Baby Blues or Beyond? Recognizing Postpartum Depression

Learn how to diagnose if you have postpartum depression, understand the risk factors, and key treatment options to pursue

The majority of women, more than three-quarters, experience the baby blues immediately after childbirth. It is a feeling precipitated by the sudden change in hormones after delivery, coupled with sleep deprivation and fatigue. You might feel more tearful, overwhelmed, and emotionally fragile. Generally, this will start within the first couple of days after delivery, peak around one week, and taper off by the end of the second week postpartum.

But what if these feelings do not dissipate? About 15% of women experience postpartum depression. Given the number of women giving birth yearly, this is a huge number! Postpartum depression is a condition that began to be recognized in the 1980s and now has much more research, with recent studies investigating the different biological theories of the cause of the condition.

However, it is a condition still under-recognized and underdiagnosed.
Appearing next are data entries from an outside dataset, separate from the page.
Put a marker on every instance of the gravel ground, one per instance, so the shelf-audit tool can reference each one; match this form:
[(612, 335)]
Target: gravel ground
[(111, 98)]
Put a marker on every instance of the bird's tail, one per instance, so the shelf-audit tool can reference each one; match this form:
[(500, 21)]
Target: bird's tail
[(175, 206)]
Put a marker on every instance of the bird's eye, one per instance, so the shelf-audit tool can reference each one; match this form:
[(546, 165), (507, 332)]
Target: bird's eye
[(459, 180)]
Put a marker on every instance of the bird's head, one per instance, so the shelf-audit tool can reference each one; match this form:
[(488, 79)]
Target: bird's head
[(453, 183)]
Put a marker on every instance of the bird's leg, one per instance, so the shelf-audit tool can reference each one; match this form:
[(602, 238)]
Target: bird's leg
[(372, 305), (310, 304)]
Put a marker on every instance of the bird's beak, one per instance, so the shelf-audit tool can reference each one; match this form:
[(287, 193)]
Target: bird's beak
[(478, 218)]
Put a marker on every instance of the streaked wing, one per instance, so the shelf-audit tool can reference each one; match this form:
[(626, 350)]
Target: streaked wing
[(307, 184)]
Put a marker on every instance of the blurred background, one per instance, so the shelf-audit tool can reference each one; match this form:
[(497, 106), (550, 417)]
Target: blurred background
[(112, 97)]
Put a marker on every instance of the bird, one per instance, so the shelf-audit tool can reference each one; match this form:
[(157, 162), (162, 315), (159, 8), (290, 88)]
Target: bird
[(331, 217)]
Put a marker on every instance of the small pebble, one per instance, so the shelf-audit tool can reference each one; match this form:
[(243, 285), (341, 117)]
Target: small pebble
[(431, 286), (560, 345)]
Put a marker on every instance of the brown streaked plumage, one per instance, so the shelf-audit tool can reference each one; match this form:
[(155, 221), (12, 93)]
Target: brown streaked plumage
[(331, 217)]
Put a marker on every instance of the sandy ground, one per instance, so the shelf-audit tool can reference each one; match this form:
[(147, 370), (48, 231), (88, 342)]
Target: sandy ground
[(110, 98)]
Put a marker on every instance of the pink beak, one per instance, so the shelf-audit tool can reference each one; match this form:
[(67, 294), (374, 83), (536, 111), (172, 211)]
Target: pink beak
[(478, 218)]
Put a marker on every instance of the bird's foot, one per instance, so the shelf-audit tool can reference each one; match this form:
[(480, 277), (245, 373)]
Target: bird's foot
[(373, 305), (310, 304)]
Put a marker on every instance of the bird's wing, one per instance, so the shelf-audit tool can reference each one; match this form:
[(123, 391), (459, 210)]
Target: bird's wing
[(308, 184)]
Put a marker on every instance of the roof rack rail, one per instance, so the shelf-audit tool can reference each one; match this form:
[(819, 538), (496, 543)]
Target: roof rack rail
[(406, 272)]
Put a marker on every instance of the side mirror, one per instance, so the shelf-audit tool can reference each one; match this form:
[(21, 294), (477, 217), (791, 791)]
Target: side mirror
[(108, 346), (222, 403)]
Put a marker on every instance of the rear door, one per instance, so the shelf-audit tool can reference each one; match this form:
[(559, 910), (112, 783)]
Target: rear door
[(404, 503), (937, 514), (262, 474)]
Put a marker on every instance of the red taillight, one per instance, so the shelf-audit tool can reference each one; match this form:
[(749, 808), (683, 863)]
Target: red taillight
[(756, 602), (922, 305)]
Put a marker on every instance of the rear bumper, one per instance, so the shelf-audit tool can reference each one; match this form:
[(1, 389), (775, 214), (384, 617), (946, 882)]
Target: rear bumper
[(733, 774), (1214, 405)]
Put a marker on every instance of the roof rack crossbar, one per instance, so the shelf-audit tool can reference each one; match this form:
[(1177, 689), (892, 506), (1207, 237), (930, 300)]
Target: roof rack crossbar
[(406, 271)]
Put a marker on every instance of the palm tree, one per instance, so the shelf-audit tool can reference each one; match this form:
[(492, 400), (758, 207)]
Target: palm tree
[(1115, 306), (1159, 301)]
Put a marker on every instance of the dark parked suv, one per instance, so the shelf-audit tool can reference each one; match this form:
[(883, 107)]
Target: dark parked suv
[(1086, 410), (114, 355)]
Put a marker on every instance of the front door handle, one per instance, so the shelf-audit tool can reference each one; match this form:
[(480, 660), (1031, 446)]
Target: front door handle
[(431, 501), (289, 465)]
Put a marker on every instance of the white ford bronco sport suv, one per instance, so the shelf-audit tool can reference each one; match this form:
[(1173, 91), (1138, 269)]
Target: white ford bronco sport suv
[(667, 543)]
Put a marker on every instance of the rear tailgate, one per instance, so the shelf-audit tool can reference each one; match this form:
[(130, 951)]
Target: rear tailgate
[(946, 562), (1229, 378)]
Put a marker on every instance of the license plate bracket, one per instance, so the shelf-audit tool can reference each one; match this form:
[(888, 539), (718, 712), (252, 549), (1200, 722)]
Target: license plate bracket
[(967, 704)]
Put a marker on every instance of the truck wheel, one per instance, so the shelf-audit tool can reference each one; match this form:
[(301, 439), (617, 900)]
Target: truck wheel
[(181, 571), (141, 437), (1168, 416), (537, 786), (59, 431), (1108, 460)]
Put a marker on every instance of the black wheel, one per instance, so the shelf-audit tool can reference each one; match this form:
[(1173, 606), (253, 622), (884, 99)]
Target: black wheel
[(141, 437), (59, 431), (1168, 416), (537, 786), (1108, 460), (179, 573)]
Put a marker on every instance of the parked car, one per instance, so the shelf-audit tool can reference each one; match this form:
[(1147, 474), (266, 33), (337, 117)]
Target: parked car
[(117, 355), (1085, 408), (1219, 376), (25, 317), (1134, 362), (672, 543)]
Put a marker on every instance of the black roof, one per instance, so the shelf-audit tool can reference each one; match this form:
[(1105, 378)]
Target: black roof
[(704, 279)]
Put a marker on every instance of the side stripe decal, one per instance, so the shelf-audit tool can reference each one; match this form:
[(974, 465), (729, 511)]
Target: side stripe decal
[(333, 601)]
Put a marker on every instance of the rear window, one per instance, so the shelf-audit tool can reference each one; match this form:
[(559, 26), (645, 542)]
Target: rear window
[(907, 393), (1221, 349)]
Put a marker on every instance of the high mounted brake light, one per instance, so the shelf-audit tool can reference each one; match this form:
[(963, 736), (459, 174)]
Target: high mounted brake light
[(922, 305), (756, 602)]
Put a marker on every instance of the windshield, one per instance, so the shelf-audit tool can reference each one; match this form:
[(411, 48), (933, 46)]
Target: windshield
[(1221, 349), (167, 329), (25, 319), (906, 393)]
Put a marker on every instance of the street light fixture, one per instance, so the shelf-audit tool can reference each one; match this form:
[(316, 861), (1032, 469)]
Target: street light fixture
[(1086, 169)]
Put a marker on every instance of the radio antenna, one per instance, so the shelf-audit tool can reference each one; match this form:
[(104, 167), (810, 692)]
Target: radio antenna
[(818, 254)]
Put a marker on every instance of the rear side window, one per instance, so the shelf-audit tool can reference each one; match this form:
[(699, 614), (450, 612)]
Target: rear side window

This is in part due to the overlap of symptoms between depression and new motherhood: problems with sleep, energy, and appetite can be hard to differentiate from what is expected postpartum. This is also in part because in many cases it does not present as classic depression does, but rather with a significant component of anxiety. In fact, there is scientific debate about whether postpartum depression is a separate diagnostic entity compared to non-pregnancy related depression.

Regardless, postpartum depression is a condition that is essential to understand and treat because untreated, it can have a significant impact on both mom and the development of her infant. It can also make breastfeeding more challenging and cause weight retention postpartum.  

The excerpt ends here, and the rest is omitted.